0

In a python script I load a dataset into a environment variable which uses up almost all system memory.

Lets say I did something with that data and I am ready to dismiss it and load another dataset of similar size.

Now because of Pythons internal garbage collector and references system to a variable, it is not trivial to remove this variable from the environment and thus release the memory to be able to load a new variable.

What is the best way of doing this?

hirschme
  • 774
  • 2
  • 11
  • 40
  • 3
    Use `del variable` – AmourK Dec 20 '18 at 21:16
  • 1
    Passing large amounts of data via the environment is a bad idea. Use a pipe or a socket to transfer the data to a child process instead. – chepner Dec 20 '18 at 21:17
  • " it is not trivial to remove this variable from the environment and thus release the memory to be able to load a new variable." It's not? Usually, I never even think about explicitly freeing objects, and it is taken for me.

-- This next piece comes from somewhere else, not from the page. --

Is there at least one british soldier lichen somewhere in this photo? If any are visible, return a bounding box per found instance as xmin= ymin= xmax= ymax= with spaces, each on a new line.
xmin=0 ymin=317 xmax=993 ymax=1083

Are you simply dumping a bunch of objects into the global scope, each of which has references to this large data object? – juanpa.arrivillaga Dec 20 '18 at 21:17
  • Just reassign the variable to the second dataset and let the garbage collector take care of everything. If that does not fit the RAM, just delete the variable reference first. – Eb946207 Dec 20 '18 at 21:19
  • @juanpa.arrivillaga He's putting (or at least claiming to put) the data in an environment, which isn't subject to Python's garbage collection. – chepner Dec 20 '18 at 21:19
  • 1
    @chepner I'm not sure how to interpret what the OP is saying by "I load a dataset into a environment variable". Like, are they doing something like `data= python my_script.py`? – juanpa.arrivillaga Dec 20 '18 at 21:20
  • 2
    Are you sure you mean "an _environment_ variable"? Just asking because without any code to see, I'm not convinced you're actually talking about environment variables here. I'm not sure exactly how environment variable cleanup works but I'd agree that it is a bad idea to put more than perhaps some KB into environment variable – erik258 Dec 20 '18 at 21:21
  • @puhs that is not a duplicate of that (I think mine is) because the reference must be deleted **before** it is collected, which is usually automatically. – Eb946207 Dec 20 '18 at 21:21
  • @juanpa.arrivillaga Possibly, or `os.environ['data'] = foo()`. It's an important point to clear up before we can offer any real solution. – chepner Dec 20 '18 at 21:22
  • @chepner IIRC mutating `os.environ` doesn't actually do anything, the dict returned by that is created once and doesn't do anything if you mutate it, but totally agreed. – juanpa.arrivillaga Dec 20 '18 at 21:23
  • @hirschme Garbage collection doesn't apply to the environment, if that's where you are truly putting the data. You're going to have to show some code that demonstrates what you are doing. – chepner Dec 20 '18 at 21:23
  • @DanFarrell your are probably right. When I am saying 'environment' I am just refering to the fact that the variable is part of my environment variables. And that I wish to remove only that variable, but keep the other variables in the environment. I am not referring to special subenvironments – hirschme Dec 20 '18 at 21:24
  • @juanpa.arrivillaga It depends on how `putenv` is implemented on your system, but that's just an example, though. Perhaps he's using the `env` argument to `subprocess.Popen`, but the point is, we have to establish whether or not the environment is really being used. – chepner Dec 20 '18 at 21:25
  • 1
    @hirschme dude, *what do you mean by environment*? Do you mean like an OS system environment variable? Probably not, right? Anyway, you need to tell us exactly what the problem is. There is no way to say "delete this object from memory" in Python. I work with giant data-sets that go in and out of memory all the time, and I've never had to worry about that. What exactly are you doing that makes it so your object isn't reclaimed when it isn't being used any more? – juanpa.arrivillaga Dec 20 '18 at 21:26
  • 1
    @hirschme As far as I know, you can't release memory used for the environment, as it was allocated by your *parent* and populated before your being to run. You can change the value of a large variable to be an empty string, and *maybe* the now-unused memory is available for use by a new variable, but it's best to just not use the environment for large amounts of data in the first place. – chepner Dec 20 '18 at 21:27
  • @juanpa.arrivillaga gonna take a guess; an IDE supporting IPython. – roganjosh Dec 20 '18 at 21:36
  • @roganjosh yeah. Or maybe they mean something like the Spyder variable explorer. I don't know. Especially since they say "without closing the session". I am pretty sure they don't actually mean environment variables, simply because it doesn't make a lot of sense. – juanpa.arrivillaga Dec 20 '18 at 21:38

1 Answers1

0

You can remove an environment variable foo using either os.unsetenv('foo') (if your operating system supports it) or del os.environ['foo'], but the memory formerly used by foo can only be used for other environment variables. The environment is a separate area of memory from the Python heap, and is not subject to garbage collection.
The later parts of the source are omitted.